PSA: This incorrectly implies CIA hacked these apps / encryption. But the docs show iOS/Android are what got hacked – a much bigger problem. https://t.co/Bw9AkBpOdt
— Edward Snowden (@Snowden) March 7, 2017
IT is shown in the data dump that the CIA has tools that could target Samsung SmartTVs, putting them into a fake “switched off”, but turning on the microphone in order to record and transmit any conversation that may take place in the room. The information we have so far shows that only Samsung SmartTVs were targeted, but there is no reason to believe that the exploit couldn’t be further developed for SmartTVs from other brands, seeing how they all run a mostly unified version of Android.

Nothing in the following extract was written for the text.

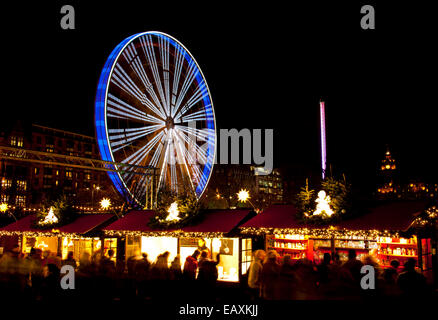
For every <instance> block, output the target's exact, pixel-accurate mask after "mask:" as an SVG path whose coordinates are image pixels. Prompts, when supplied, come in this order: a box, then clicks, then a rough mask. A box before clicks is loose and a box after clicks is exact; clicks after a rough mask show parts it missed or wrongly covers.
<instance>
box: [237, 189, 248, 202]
mask: <svg viewBox="0 0 438 320" xmlns="http://www.w3.org/2000/svg"><path fill="white" fill-rule="evenodd" d="M237 199H239V201H241V202H243V203H245V202H246V201H248V200H249V192H248V190H246V189H241V190H240V191H239V192H238V193H237Z"/></svg>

The Dangerous Implications
The extent to which the CIA has expanded its effort to exploit digital devices is alarming, to say the least. In an age where all aspects of our lives reside in the digital domain, the impact of the CIA actively withholding OS vulnerabilities from companies is just scary. Let us not overlook the fact that “smart” devices are starting to become more pervasive in our lives. We’ve got smart-locks for homes, smart refrigerators and a whole range of Internet of Things devices. However, the scariest of all is the possibility of the CIA developing tools to hijack an Amazon Echo or Google Home. These are essentially voice-enabled smart speakers which can pick up a lot more than just the commands issued to them, given that they are always listening. The documents also shed light on efforts to develop means of hijacking a car’s on-board computer.

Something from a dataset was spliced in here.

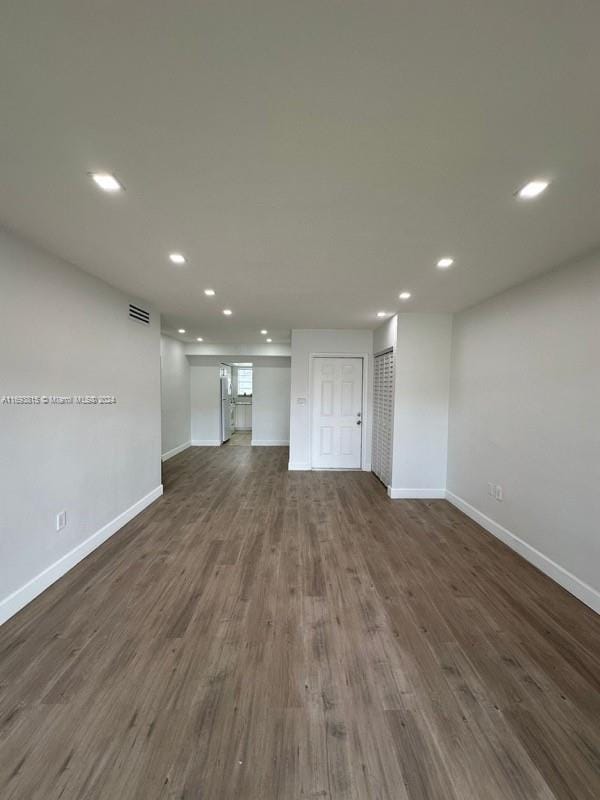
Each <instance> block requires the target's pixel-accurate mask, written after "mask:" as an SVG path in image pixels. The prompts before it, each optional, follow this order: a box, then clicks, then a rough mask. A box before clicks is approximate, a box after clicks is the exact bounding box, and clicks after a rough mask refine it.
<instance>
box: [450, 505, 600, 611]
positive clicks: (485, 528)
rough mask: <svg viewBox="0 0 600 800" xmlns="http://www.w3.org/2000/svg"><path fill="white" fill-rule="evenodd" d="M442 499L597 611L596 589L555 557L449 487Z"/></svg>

By keeping the vulnerability in Android and iOS secret, not only has the CIA violated an order that was signed by the Obama administration that said that “the executive would disclose on an ongoing basis — rather than hoard — serious vulnerabilities, exploits, bugs or “zero days” to Apple, Google, Microsoft, and other US-based manufacturers.” Additionally, what this means is that while leaving gaping holes open for them to exploit, the CIA has also inadvertently made smartphones less secure, leaving room for other security agencies and hackers to discover and exploit these loopholes. In ensuring a backdoor for their exploit tools, the CIA has played a part in ensuring that other agencies with malicious intent could potentially break into your phone and hijack your data.

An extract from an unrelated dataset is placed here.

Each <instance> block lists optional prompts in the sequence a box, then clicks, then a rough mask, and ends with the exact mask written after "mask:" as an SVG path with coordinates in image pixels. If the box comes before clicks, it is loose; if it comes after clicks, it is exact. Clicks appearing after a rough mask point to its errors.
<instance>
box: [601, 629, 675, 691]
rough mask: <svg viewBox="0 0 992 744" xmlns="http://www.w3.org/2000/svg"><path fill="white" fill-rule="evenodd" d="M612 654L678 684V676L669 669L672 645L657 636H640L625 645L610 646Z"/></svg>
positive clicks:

Why you shouldn’t ditch all your electronics
While the leak is as embarrassing as it is worrisome, there are a few reason why you probably shouldn’t be worried. For starters, these tools are designed for targeted use and do not appear to be tools of mass surveillance. So the chances that the CIA has planted on of these exploits on your phone is highly unlikely. Second and more importantly, the leak lists various loopholes being exploited in much older version of iOS and Android. Apple came forward and stated that most of the vulnerabilities listed in the WikiLeaks dump have already been patched. Similarly, its only Android KitKat that is wholly vulnerable to exploits and if you’re anyone of any importance, chances are you’re way past that chocolate-named operating system. All in all, the leak doesn’t seem to reveal any of the latest devices as being vulnerable, which is a good thing.
It isn’t earth shattering news that the CIA has exploits that can get into and hijack our phones or other internet connected devices. The real concern here is that the agency purposely held back on sharing information that could have collectively made the digital a whole lot safer of users across all age brackets. However, the biggest concern here is the viability of an ecosystem of “Connected devices.” The possibility of hackers or security agencies being able to turn every camera into a spy-cam and every microphone into a listening device is too Orwellian a future for any of us to want. Pro-tip: Just stick to owning smartphones, refrain from buying any other “smart device.” We also strongly recommend staying up-to-date on software updates.